Mais en voyant ces entrepreneurs aux vies “parfaites”, j’ai ressenti un décalage. D’autant plus que je m’auto-censurais à parler de sujets “tabous” et “profonds” qui auraient intéressé d’autres entrepreneurs. 

Alors en 2019, j’en ai eu marre de faire semblant, et j’ai fait tomber les masques : j’ai commencé à parler de sujets plus personnels, j’ai commencé à parler d’échecs et d’erreurs, et j’ai commencé à parler d’argent. 

Et contre toute attente, cette vulnérabilité a trouvé écho auprès de mes abonnés grâce à une forte identification à mon parcours.
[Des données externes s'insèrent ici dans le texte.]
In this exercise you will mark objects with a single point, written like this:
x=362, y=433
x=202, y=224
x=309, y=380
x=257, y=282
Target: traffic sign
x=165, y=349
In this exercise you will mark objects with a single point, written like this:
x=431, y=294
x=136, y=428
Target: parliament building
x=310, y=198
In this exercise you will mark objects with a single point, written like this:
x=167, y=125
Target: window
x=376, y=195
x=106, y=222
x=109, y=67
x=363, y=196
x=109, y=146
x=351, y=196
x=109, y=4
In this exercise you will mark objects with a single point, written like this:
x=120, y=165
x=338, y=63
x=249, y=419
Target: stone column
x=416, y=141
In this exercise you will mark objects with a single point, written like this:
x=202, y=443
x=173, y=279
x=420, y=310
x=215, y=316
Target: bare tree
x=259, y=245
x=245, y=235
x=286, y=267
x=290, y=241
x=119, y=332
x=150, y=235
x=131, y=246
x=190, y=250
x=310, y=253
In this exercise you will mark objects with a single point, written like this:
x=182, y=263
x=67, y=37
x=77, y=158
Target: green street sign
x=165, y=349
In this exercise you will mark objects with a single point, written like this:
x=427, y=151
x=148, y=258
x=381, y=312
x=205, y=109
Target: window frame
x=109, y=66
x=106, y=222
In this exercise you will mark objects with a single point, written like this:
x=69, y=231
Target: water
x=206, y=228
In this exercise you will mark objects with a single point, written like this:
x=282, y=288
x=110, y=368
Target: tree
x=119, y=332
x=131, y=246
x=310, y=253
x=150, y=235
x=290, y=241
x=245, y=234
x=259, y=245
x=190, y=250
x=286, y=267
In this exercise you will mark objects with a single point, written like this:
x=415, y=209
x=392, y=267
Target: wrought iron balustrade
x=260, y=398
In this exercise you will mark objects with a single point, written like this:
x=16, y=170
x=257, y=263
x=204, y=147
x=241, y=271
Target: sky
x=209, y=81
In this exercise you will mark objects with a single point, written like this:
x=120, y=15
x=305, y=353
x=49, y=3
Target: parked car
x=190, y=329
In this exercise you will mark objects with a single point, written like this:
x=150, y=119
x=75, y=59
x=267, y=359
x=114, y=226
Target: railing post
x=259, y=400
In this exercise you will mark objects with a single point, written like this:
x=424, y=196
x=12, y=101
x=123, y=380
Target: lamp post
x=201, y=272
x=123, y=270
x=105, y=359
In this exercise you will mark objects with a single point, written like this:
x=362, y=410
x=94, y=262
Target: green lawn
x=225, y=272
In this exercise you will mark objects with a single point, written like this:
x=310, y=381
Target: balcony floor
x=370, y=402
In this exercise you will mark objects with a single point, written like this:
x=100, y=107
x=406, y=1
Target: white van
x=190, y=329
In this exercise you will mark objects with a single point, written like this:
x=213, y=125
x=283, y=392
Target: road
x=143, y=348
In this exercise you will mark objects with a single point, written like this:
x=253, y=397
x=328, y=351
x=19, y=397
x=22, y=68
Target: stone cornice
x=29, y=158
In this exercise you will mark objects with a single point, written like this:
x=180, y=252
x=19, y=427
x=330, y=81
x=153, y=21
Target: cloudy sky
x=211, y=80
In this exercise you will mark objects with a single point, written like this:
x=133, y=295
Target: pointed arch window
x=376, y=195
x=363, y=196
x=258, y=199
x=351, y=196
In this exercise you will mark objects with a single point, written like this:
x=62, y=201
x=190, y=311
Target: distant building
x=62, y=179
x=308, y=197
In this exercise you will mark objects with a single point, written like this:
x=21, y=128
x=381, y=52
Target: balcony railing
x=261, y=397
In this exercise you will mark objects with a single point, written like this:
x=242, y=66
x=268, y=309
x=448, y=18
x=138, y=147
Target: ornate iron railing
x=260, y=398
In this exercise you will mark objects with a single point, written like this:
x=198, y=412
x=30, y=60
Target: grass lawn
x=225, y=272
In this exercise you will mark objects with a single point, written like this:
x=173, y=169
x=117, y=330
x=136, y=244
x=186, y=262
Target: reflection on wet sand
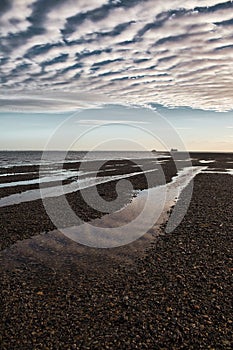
x=56, y=250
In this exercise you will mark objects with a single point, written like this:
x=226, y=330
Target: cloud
x=111, y=121
x=131, y=51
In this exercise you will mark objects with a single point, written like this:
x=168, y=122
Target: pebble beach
x=173, y=291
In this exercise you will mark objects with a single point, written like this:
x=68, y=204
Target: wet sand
x=175, y=293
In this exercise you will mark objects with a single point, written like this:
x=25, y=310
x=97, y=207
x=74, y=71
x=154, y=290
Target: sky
x=116, y=74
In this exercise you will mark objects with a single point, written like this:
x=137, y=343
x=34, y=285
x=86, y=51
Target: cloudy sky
x=130, y=63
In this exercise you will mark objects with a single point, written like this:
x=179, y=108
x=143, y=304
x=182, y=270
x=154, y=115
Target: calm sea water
x=19, y=158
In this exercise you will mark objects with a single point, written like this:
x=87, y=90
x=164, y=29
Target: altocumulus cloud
x=171, y=52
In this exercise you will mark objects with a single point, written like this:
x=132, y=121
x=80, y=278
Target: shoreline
x=177, y=295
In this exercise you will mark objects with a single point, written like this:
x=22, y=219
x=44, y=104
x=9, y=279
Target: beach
x=164, y=291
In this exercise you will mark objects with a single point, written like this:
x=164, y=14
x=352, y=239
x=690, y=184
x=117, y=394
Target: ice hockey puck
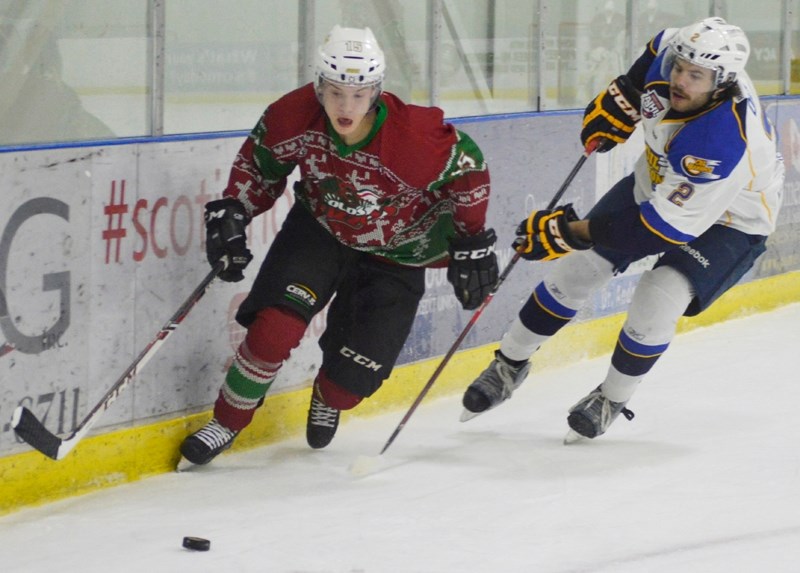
x=196, y=543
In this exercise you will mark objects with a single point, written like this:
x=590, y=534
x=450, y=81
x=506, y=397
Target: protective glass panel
x=72, y=72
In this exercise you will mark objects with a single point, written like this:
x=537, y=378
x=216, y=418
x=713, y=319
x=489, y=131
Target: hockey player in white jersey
x=704, y=194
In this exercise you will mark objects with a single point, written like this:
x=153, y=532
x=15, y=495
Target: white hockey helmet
x=350, y=57
x=711, y=43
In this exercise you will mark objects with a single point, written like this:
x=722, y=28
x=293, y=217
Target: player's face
x=348, y=108
x=690, y=86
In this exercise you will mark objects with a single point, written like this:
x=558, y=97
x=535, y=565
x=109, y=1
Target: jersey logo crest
x=699, y=167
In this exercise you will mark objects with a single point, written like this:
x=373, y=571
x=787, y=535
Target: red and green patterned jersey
x=401, y=194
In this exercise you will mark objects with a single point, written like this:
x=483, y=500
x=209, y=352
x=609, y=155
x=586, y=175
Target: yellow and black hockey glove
x=545, y=235
x=612, y=116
Un pari risqué, mais un défi relevé ! 

 

2 – Exposer sa vulnérabilité étape par étape 

 

 

On ne passe pas du jour au lendemain d’une communication corporate à une communication sensible. Le mieux est d’y aller petit à petit : d’abord pour vous, et ensuite pour votre audience.

Pour ma part, j’ai commencé à aborder des sujets sur lesquels je me sentais à l’aise de parler avec le recul : mes anciennes erreurs et échecs par exemple. 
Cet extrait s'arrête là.